Seems like a blasphemous thing to do to a PRS..........SO DO IT! do it now!!!


----------



## daybean (Jun 23, 2008)

this was the guitar i was to get, but the guy said he wanted the cash like in three days. paypal takes like 4,5 days to transfer money into the paypal. he gave me a super good deal (under 2000 bones) but then he sold it the next guy for almost 600 dollors more.


----------



## Thrashmanzac (Jun 23, 2008)

my mate has emg's in a tremonti prs, and he swares by it, the only thing he had trouble with was the rotory switch on the prs, so be wary


----------



## HighGain510 (Jun 23, 2008)

Thrashmanzac said:


> my mate has emg's in a tremonti prs, and he swares by it, the only thing he had trouble with was the rotory switch on the prs, so be wary



That's impossible... unless your friend added an aftermarket rotory switch himself, the Tremonti does not have one.  The Tremonti has a Les Paul control config with a 3-way toggle, two volume and two tone pots.


----------



## djpharoah (Jun 23, 2008)

I personally wouldn't put emgs in a PRS because EMGs are known to almost totally disregard the woods natural tone. PRS guitars are great sounding guitars which shouldbe exploited with some awesome pickups. Save your money get some BKPs or something passive. Putting EMGs in a PRS is like neutering it. My


----------



## Nick1 (Jun 23, 2008)

djpharoah said:


> I personally wouldn't put emgs in a PRS because EMGs are known to almost totally disregard the woods natural tone. PRS guitars are great sounding guitars which shouldbe exploited with some awesome pickups. Save your money get some BKPs or something passive. Putting EMGs in a PRS is like neutering it. My



Ding Ding Ding What do we have for him Johnny? 
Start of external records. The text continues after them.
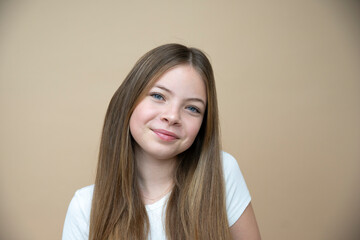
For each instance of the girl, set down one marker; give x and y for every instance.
(161, 173)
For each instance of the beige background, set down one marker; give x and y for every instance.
(288, 78)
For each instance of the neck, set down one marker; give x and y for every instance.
(155, 176)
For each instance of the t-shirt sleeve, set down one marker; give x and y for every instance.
(237, 193)
(76, 225)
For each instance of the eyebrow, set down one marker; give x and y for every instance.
(188, 99)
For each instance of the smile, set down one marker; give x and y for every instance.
(165, 135)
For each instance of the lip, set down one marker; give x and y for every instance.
(165, 135)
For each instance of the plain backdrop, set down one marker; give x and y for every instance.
(288, 81)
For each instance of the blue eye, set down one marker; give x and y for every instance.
(193, 109)
(157, 96)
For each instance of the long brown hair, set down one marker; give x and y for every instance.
(196, 207)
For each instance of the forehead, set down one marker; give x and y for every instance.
(183, 79)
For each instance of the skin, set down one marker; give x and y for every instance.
(175, 104)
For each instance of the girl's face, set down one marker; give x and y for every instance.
(167, 120)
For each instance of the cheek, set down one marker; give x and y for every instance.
(194, 129)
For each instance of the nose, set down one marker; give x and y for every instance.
(171, 115)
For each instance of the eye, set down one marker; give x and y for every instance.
(193, 109)
(157, 96)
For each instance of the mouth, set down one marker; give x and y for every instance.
(165, 135)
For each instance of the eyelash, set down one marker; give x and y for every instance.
(160, 97)
(157, 96)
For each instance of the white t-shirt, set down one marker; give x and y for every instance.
(76, 226)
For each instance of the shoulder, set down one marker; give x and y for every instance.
(82, 200)
(228, 161)
(237, 193)
(77, 219)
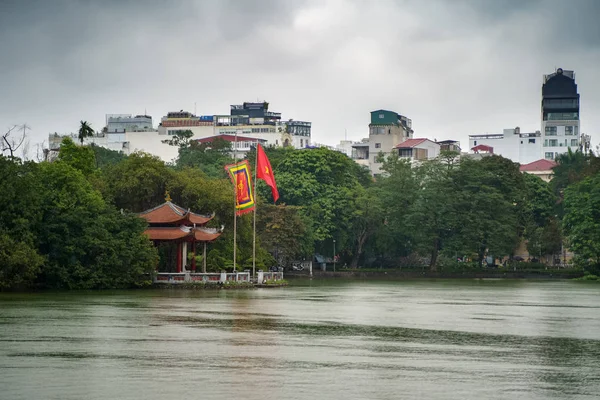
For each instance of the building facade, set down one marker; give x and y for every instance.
(121, 123)
(511, 143)
(560, 114)
(560, 130)
(127, 134)
(386, 130)
(417, 150)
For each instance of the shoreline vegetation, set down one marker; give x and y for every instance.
(71, 222)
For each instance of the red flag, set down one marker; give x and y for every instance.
(265, 172)
(240, 176)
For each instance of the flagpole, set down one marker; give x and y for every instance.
(234, 203)
(254, 222)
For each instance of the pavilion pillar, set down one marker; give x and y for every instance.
(184, 256)
(194, 256)
(179, 257)
(204, 258)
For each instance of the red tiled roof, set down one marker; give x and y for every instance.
(409, 143)
(539, 165)
(177, 233)
(483, 147)
(169, 213)
(230, 138)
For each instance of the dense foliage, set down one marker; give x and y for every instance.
(72, 223)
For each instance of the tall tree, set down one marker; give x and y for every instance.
(85, 130)
(582, 219)
(431, 216)
(81, 158)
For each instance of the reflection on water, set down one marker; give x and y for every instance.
(316, 340)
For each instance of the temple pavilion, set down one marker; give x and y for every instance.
(171, 223)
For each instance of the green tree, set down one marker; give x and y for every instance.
(540, 226)
(398, 191)
(582, 219)
(284, 233)
(81, 158)
(85, 130)
(431, 216)
(572, 167)
(137, 183)
(486, 195)
(88, 244)
(19, 263)
(323, 182)
(367, 219)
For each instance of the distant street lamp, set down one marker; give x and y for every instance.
(333, 255)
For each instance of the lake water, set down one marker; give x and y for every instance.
(314, 340)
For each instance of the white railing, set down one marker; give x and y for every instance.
(263, 276)
(188, 277)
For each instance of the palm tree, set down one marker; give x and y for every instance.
(85, 130)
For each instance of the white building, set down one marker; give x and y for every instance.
(386, 130)
(416, 150)
(560, 125)
(128, 134)
(560, 114)
(119, 123)
(511, 143)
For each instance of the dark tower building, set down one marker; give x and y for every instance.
(560, 113)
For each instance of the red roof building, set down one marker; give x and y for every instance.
(539, 165)
(409, 143)
(230, 138)
(419, 149)
(541, 168)
(169, 222)
(483, 148)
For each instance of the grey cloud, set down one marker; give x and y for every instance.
(454, 67)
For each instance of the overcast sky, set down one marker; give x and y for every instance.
(454, 67)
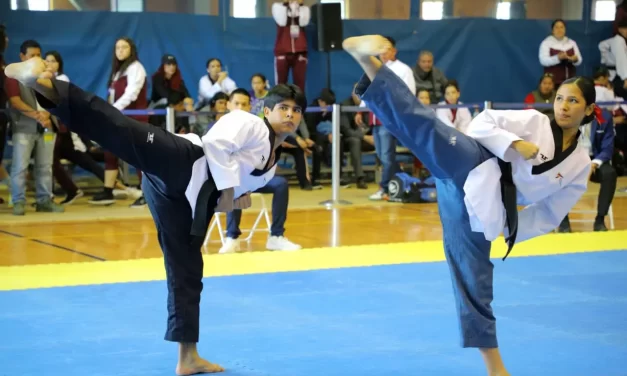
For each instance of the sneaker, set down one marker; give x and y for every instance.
(19, 208)
(599, 225)
(69, 199)
(49, 206)
(378, 196)
(281, 243)
(230, 246)
(103, 198)
(139, 203)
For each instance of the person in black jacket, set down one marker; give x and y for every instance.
(168, 86)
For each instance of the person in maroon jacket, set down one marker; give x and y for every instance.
(127, 91)
(4, 118)
(290, 47)
(621, 14)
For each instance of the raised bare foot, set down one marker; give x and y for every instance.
(195, 366)
(27, 72)
(367, 45)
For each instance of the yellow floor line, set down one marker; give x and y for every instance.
(75, 274)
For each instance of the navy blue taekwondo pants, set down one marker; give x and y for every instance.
(449, 155)
(166, 160)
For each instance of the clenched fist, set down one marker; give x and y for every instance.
(243, 202)
(526, 149)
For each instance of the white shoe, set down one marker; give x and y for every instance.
(280, 243)
(377, 196)
(230, 246)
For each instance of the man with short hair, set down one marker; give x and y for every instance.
(428, 77)
(186, 179)
(240, 100)
(32, 130)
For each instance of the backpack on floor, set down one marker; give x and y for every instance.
(408, 189)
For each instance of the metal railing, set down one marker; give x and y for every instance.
(336, 111)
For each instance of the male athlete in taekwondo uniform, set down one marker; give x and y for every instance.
(187, 178)
(506, 158)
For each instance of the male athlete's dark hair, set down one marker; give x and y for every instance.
(586, 85)
(58, 58)
(28, 44)
(283, 92)
(239, 91)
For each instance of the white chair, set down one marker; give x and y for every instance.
(610, 214)
(215, 222)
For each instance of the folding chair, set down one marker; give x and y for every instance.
(610, 214)
(215, 222)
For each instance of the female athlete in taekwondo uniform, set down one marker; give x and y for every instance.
(506, 158)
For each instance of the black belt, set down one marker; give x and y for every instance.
(508, 195)
(205, 206)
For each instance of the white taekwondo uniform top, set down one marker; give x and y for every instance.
(548, 186)
(238, 149)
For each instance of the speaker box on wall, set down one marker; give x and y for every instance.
(328, 20)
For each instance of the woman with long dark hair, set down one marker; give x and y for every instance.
(169, 90)
(507, 158)
(68, 145)
(127, 91)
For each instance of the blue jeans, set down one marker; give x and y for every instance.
(385, 147)
(280, 198)
(23, 146)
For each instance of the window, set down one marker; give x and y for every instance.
(432, 10)
(503, 10)
(342, 11)
(244, 8)
(130, 5)
(604, 10)
(41, 5)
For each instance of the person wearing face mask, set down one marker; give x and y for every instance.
(187, 179)
(240, 100)
(507, 158)
(127, 91)
(4, 119)
(458, 118)
(545, 93)
(168, 85)
(614, 58)
(33, 134)
(290, 46)
(215, 81)
(559, 55)
(429, 77)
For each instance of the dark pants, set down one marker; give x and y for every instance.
(467, 252)
(280, 198)
(297, 62)
(64, 149)
(299, 161)
(606, 176)
(4, 125)
(166, 160)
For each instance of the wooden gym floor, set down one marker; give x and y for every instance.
(86, 233)
(86, 290)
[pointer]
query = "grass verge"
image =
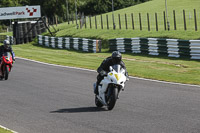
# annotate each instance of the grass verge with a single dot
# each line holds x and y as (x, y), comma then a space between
(152, 67)
(4, 130)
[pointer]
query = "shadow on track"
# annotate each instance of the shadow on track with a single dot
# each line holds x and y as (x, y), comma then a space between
(78, 110)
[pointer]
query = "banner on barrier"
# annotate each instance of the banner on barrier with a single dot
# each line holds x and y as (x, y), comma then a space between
(20, 12)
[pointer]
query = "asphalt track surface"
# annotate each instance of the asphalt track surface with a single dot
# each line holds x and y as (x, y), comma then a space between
(39, 98)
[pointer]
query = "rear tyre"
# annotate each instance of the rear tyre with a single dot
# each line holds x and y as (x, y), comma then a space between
(113, 98)
(97, 102)
(6, 72)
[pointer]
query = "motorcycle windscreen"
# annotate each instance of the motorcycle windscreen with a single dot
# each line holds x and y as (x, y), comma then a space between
(117, 68)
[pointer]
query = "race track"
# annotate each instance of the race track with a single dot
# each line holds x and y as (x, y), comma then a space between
(39, 98)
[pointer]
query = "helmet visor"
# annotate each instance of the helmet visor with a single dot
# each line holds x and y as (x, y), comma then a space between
(116, 60)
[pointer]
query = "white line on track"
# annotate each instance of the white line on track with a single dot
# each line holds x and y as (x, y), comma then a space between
(95, 71)
(7, 129)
I have a PRS Single Cut and I wouldnt change the pups if I was paid to. I love the clearity and output. They are great pickups. Even for metal. Opeth Anyone?


----------



## turmoil (Jun 23, 2008)

I would personally avoid EMGs in a guitar with such excellent wood but at the same time, it's your guitar so do what YOU want with it


----------



## jaxadam (Jun 23, 2008)

This is coming from a guy who loves PRS and who love EMG, but the thought of EMGs in a PRS kinda makes me cringe. The Dragon I's are probably some of my favorite pickups, and the Santana's aren't bad, either.

But I'd definitely be interested in how it turns out!


----------



## daybean (Jun 23, 2008)

yeah, i will pass on the emg's on a 1600 dollor guitar i just bought. it doesnt have the prs drangons, i was just giving it a thought, i will however want a different bridge pickup (passive).


----------



## budda (Jun 23, 2008)

BAREKNUCKLES!

or sell the guitar to me 

gonna go hit up that other thread of yours, i expect pics


----------



## guitgeek (Jun 23, 2008)

I have 3 prs guitars, 2 mccartys and a cu22. I love the mccarty stock pickups for hard rock, but the dragon 2s in the custom were kinda thin. I had some emgs put in there and changed the switching to 3 way. It's a lot better!


----------



## daybean (Jun 23, 2008)

well they got the HFS(Hot, Fat and Screams!!!). I think i might have jump out and started talking about changing pickups on a prs guitar i have yet to played. when i get it later this week i will let you know how it sounds through the line 6 flextone on INSANE. If it is to thin or not metal enough i will consider a different pickup, maybe the nailbomb or the SH-4 JB Humbucker.


----------



## Metal Ken (Jun 23, 2008)

djpharoah said:


> I personally wouldn't put emgs in a PRS because EMGs are known to almost totally disregard the woods natural tone.



I disagree with this. I notice a big difference between my two Schecters, both with different woods, but the common factor being the EMGs. I'm sure its not as big a difference as some other actives or definitely passives, but i think that blackouts would be a great choice, considering they have a higher output pickup and a lower powered preamp than EMG, allowing for more tone of the wood.


----------



## jaxadam (Jun 24, 2008)

daybean said:


> well they got the HFS(Hot, Fat and Screams!!!). I think i might have jump out and started talking about changing pickups on a prs guitar i have yet to played. when i get it later this week i will let you know how it sounds through the line 6 flextone on INSANE. If it is to thin or not metal enough i will consider a different pickup, maybe the nailbomb or the SH-4 JB Humbucker.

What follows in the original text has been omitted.